Leveraging the resources of NEA’s Priority Schools Campaign, the local association has provided direct support with strategies around Response to Intervention implementation and Professional Learning Community development. At Totem, a $10,000 grant secured by MEA through NEA’s Priority Schools Campaign helped the school install a new laptop computer lab.
Educators in the Marysville priority schools have also participated in Washington Education Association and NEA-led professional development focused on cultural competency and effective data use, in addition to traveling to national forums organized by PSC to share and learn from other school districts engaged in school reform.

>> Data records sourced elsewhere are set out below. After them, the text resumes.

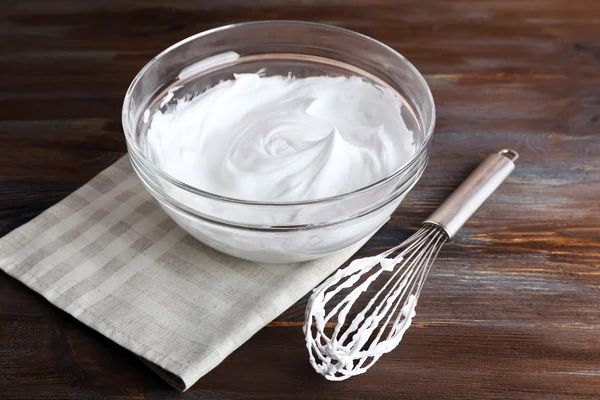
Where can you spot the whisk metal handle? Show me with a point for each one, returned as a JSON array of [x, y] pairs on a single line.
[[474, 191]]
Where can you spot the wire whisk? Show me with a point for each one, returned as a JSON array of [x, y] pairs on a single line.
[[339, 350]]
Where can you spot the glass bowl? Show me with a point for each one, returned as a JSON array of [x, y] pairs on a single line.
[[276, 232]]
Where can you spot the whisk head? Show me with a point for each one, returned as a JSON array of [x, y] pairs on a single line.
[[339, 349]]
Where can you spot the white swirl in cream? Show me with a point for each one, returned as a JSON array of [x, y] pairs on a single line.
[[282, 139]]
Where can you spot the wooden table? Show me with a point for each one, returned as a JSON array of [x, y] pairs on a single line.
[[512, 307]]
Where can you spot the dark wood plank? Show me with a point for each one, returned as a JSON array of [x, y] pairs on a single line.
[[512, 307]]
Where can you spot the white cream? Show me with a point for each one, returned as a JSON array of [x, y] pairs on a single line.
[[344, 352], [280, 138]]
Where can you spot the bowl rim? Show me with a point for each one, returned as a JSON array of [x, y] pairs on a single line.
[[141, 157]]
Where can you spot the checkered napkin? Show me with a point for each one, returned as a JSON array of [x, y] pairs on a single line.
[[109, 256]]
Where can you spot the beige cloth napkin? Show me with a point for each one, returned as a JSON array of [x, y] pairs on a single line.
[[109, 256]]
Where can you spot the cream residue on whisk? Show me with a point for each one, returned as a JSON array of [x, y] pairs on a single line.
[[343, 354], [279, 138]]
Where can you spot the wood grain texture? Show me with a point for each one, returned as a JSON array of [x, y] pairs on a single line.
[[512, 307]]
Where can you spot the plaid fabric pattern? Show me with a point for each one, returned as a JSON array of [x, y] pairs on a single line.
[[109, 256]]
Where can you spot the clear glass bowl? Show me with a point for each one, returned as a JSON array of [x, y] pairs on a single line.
[[275, 231]]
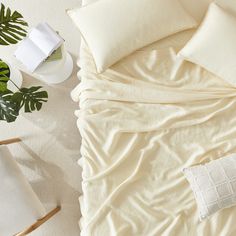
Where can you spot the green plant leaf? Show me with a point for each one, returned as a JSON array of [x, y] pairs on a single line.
[[9, 110], [12, 26], [4, 76], [30, 98]]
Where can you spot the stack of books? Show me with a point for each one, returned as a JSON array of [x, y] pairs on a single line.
[[42, 44]]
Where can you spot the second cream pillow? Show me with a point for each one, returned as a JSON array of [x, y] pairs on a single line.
[[114, 29]]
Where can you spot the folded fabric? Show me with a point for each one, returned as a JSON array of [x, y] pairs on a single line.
[[115, 29]]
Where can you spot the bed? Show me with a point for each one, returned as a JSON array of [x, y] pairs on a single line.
[[142, 121]]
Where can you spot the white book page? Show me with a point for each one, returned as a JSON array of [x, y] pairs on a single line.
[[29, 54], [45, 38]]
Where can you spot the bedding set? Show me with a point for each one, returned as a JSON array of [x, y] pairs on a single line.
[[157, 117]]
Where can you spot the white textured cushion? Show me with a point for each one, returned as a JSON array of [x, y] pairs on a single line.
[[213, 46], [213, 184], [114, 29]]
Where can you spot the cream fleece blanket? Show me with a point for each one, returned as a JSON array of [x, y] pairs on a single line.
[[142, 122]]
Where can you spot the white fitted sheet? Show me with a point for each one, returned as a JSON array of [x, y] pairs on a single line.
[[142, 121]]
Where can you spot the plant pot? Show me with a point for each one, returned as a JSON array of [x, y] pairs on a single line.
[[16, 77]]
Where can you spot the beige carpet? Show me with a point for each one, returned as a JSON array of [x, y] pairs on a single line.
[[50, 149]]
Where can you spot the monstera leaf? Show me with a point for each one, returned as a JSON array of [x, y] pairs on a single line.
[[12, 26], [4, 75], [9, 110], [30, 98]]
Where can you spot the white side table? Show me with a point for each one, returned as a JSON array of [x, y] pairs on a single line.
[[19, 205], [55, 72]]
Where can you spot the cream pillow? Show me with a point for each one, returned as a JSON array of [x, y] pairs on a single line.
[[213, 185], [114, 29], [213, 46]]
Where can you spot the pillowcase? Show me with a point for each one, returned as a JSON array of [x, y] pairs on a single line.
[[213, 45], [213, 185], [114, 29]]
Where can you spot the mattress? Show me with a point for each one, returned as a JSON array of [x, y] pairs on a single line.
[[142, 121]]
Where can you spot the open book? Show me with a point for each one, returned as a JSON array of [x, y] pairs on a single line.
[[41, 42]]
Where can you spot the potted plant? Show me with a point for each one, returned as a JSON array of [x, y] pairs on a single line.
[[12, 30]]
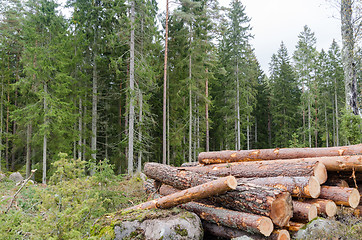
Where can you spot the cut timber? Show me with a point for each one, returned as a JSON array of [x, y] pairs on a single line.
[[336, 182], [244, 221], [296, 186], [324, 206], [272, 154], [205, 190], [304, 211], [294, 226], [267, 201], [264, 169], [341, 196], [227, 232]]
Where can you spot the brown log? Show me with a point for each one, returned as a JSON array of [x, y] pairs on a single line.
[[336, 182], [341, 196], [218, 186], [324, 206], [267, 201], [296, 186], [264, 169], [277, 153], [244, 221], [304, 211], [294, 226], [227, 232]]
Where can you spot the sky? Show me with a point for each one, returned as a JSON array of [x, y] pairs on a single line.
[[274, 21]]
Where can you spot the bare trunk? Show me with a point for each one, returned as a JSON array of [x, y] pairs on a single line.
[[139, 161], [207, 113], [238, 106], [94, 101], [131, 86], [190, 102], [165, 91], [80, 124], [349, 68], [28, 149], [45, 134]]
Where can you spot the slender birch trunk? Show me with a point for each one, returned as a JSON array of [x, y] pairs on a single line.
[[164, 139], [131, 86]]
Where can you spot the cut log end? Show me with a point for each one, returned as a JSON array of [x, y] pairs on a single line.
[[312, 213], [231, 182], [331, 209], [282, 209], [354, 198], [314, 187], [320, 172], [266, 226], [282, 234]]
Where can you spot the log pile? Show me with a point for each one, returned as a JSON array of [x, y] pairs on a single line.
[[263, 194]]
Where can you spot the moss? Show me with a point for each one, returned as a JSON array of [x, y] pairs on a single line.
[[181, 231]]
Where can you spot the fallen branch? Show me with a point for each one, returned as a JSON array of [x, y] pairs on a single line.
[[17, 192]]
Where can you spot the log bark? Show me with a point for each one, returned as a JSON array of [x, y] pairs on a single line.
[[277, 153], [324, 206], [342, 196], [336, 182], [218, 186], [304, 211], [227, 232], [297, 186], [294, 226], [267, 201], [244, 221], [264, 169]]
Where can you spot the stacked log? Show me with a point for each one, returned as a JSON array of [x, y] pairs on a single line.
[[275, 188]]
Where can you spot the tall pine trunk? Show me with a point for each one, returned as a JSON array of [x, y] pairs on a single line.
[[348, 41], [94, 100], [45, 140], [165, 91], [28, 149], [237, 106], [131, 86]]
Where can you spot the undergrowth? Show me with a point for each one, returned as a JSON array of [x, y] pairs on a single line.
[[69, 205]]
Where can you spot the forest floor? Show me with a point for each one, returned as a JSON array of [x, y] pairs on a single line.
[[69, 208], [66, 209]]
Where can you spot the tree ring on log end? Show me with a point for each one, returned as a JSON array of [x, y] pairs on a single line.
[[320, 172], [314, 187], [281, 209], [266, 226], [354, 198]]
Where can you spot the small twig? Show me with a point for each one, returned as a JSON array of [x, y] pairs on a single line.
[[17, 192]]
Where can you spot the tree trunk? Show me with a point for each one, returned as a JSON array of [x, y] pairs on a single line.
[[131, 86], [304, 211], [28, 149], [277, 153], [218, 186], [342, 196], [230, 233], [80, 124], [244, 221], [260, 200], [237, 106], [165, 90], [140, 151], [265, 169], [348, 42], [94, 101], [45, 134], [297, 186], [324, 206], [207, 113]]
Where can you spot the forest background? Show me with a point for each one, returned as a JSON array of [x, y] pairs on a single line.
[[92, 86]]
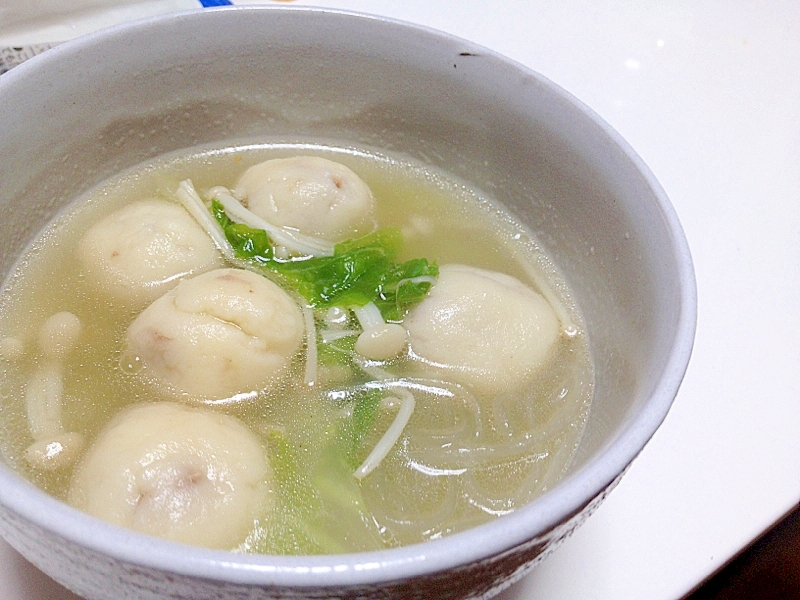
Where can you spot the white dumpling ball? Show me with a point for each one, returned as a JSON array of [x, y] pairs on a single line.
[[316, 196], [217, 335], [181, 473], [487, 329], [140, 251]]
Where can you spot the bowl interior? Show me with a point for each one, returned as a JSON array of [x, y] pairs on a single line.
[[88, 110]]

With the help of NEA’s Public Engagement Project, Quil Ceda and Tulalip held a community conversation in April with 60 community members. And using PSC’s connection to the Parent/Teacher Home Visit Project (PTHVP), a national effort designed to improve communication between families and schools, staff at Totem are receiving training on parental engagement.
Union-led change goes beyond just providing resources to members and schools. At Totem, the MEA building representatives played an important part in creating a schedule that protected personal planning time but also made room for collaboration time. “Without the support of the local association, we might not have been so willing to think outside the box in creating our school’s structures that have been so powerful,” said Kalahan.
“I feel proud because a lot of the interventions, strategies and ideas are coming directly from our members,” said Watson. “They are part of the process and not waiting for someone from the outside to come and tell them what they need to do. The change is coming from within the school.”